The following problems come from chapter 8, regular expressions and essential string functions from “Automated Data Collection with R”
library(stringr)
raw.data <- "555-1239Moe Szyslak(636) 555-0113Burns, C. Montgomery555-6542Rev. Timothy Lovejoy555 8904Ned Flanders636-555-3226Simpson, Homer5553642Dr. Julius Hibbert"
name <- unlist(str_extract_all(raw.data, "[[:alpha:]., ]{2,}"))
name
## [1] "Moe Szyslak" "Burns, C. Montgomery" "Rev. Timothy Lovejoy"
## [4] "Ned Flanders" "Simpson, Homer" "Dr. Julius Hibbert"
get_first_last <- function(n){
# Strip out title and middle name
n <- str_replace(n, "(Rev. )|(C. )|(Dr. )", "")
# Reorder if comma is present
split_n <- unlist(str_split(n, ", "))
if (length(split_n) == 2){
n <- paste(split_n[2], split_n[1])
}
return(n)
}
first_name_last_name <- as.vector(sapply(name, get_first_last))
first_name_last_name
## [1] "Moe Szyslak" "Montgomery Burns" "Timothy Lovejoy"
## [4] "Ned Flanders" "Homer Simpson" "Julius Hibbert"

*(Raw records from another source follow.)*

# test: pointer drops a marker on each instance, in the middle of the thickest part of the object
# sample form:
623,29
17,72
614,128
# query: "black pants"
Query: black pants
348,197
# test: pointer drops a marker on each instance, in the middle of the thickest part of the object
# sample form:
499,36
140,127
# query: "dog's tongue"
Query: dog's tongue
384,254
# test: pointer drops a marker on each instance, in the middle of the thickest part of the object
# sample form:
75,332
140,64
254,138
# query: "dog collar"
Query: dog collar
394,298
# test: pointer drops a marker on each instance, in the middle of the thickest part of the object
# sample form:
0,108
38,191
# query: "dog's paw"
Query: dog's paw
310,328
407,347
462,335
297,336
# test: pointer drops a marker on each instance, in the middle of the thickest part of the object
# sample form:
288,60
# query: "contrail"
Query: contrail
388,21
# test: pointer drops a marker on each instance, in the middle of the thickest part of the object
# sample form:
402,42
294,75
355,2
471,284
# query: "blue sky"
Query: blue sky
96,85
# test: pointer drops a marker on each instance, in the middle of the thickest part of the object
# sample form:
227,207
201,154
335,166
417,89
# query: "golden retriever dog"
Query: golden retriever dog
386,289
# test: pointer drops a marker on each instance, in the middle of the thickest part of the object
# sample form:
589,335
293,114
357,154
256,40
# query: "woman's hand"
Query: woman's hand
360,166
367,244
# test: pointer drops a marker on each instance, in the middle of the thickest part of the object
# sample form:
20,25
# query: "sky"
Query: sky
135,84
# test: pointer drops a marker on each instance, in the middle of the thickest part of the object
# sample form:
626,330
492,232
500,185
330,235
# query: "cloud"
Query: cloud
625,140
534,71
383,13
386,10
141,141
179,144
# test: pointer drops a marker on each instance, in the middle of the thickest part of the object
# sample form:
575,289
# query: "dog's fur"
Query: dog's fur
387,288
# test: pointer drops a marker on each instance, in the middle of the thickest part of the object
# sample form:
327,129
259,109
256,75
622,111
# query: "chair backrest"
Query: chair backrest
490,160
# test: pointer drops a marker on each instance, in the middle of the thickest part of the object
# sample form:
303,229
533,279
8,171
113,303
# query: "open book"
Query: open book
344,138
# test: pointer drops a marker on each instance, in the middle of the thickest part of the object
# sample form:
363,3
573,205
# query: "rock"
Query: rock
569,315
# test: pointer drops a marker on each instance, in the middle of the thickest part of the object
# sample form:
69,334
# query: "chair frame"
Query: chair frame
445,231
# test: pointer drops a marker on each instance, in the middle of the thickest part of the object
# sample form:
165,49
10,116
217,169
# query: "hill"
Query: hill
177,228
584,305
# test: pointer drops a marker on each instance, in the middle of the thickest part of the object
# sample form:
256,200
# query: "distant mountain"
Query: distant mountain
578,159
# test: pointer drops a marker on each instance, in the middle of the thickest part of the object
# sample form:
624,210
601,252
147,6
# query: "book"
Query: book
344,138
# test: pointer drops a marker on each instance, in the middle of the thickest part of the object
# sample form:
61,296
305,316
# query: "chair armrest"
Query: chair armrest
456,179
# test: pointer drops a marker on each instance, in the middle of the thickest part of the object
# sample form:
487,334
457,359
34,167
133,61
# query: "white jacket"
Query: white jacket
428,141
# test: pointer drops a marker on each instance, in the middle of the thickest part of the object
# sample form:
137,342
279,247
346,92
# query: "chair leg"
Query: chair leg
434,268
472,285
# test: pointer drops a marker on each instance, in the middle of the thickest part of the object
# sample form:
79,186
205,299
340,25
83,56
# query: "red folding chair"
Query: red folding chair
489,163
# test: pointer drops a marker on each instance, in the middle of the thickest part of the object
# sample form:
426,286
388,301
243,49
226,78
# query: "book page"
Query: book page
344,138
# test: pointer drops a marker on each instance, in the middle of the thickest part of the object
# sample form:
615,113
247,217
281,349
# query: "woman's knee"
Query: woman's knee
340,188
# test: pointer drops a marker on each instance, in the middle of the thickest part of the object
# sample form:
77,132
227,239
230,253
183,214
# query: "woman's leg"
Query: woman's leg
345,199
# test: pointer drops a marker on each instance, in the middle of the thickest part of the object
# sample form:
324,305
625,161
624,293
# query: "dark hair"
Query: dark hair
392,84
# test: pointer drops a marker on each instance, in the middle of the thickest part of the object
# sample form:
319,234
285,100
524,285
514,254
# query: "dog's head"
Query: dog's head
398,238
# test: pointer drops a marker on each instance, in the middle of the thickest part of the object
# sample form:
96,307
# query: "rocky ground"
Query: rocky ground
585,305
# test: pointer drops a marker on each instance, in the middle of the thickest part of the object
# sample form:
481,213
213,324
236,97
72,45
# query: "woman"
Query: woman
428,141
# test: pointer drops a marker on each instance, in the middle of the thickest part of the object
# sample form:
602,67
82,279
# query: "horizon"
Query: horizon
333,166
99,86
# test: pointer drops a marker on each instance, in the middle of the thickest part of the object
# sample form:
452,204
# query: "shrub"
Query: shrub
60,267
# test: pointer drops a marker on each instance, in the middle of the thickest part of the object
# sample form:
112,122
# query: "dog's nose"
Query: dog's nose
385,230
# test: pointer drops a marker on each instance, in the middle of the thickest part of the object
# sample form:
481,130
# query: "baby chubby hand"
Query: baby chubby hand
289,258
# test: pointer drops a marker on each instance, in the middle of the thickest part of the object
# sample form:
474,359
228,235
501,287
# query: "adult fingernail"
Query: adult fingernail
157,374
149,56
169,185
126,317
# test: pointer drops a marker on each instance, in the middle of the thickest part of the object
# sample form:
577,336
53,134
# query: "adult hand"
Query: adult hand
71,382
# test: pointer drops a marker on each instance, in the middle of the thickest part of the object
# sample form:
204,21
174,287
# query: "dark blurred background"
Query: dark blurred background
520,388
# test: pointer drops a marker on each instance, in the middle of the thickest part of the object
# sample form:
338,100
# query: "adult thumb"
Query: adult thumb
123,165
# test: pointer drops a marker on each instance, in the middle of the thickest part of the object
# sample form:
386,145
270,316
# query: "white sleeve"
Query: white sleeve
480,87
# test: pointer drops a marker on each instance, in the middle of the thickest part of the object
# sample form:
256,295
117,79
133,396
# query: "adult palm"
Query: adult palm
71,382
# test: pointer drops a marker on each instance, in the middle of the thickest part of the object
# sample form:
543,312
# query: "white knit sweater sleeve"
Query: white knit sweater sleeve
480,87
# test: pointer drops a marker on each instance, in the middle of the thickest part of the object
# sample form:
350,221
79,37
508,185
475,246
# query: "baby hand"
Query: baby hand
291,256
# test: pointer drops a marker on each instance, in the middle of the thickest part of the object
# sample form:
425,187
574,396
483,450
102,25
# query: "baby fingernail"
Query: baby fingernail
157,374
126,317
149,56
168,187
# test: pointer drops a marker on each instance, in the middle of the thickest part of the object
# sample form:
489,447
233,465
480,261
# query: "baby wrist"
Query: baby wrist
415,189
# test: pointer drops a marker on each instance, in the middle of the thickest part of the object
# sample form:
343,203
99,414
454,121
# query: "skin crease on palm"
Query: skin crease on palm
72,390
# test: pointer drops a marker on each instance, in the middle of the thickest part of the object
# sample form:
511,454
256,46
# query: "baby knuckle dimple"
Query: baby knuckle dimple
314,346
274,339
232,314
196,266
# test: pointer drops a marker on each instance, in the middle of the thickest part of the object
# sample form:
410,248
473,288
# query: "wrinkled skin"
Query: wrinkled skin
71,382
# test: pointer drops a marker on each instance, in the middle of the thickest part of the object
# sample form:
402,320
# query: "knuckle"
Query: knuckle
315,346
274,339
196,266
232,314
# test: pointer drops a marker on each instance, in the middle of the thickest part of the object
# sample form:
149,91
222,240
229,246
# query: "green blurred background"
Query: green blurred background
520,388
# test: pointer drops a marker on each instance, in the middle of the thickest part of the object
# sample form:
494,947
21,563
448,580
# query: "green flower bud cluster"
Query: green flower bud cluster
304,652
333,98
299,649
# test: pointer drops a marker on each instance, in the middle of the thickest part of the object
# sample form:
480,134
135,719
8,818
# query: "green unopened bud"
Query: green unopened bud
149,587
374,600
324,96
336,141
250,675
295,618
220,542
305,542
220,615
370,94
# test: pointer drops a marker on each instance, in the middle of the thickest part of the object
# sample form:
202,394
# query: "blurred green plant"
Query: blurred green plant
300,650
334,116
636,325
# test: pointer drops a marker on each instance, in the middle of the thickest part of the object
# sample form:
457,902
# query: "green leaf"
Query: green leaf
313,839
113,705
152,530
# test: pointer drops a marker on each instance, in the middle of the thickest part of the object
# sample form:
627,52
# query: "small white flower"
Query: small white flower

# Look for two letters followed by a period and a space
has_title <- str_count(name, "\\w{2}. ") > 1
has_title
## [1] FALSE FALSE TRUE FALSE FALSE TRUE
# Find a space followed by one letter then a period then a space
has_second_name <- str_count(name, " \\w{1}. ") == 1
has_second_name
## [1] FALSE TRUE FALSE FALSE FALSE FALSE
Describe the types of strings that conform to the following regular expressions and construct an example that is matched by the regular expression
Question | Regular Expression | Type of String | Examples |
---|---|---|---|
(a) | [0-9]+\$ | Numbers followed by a dollar sign | 100\(, 25\) |
(b) | \b[a-z]{1,4}\b | A one to four lower-case character string | help, bat |
(c) | .*?\.txt$ | Alphanumeric characters followed by .txt | readme.txt, 1.txt |
(d) | \d{2}/\d{2}/\d{4} | A date in a DD/MM/YYYY or MM/DD/YYYY format | 12/31/2018 |
(e) | <(.+?)>.+?</\1> | Text between to HTML tags | <b>This is bold</b> |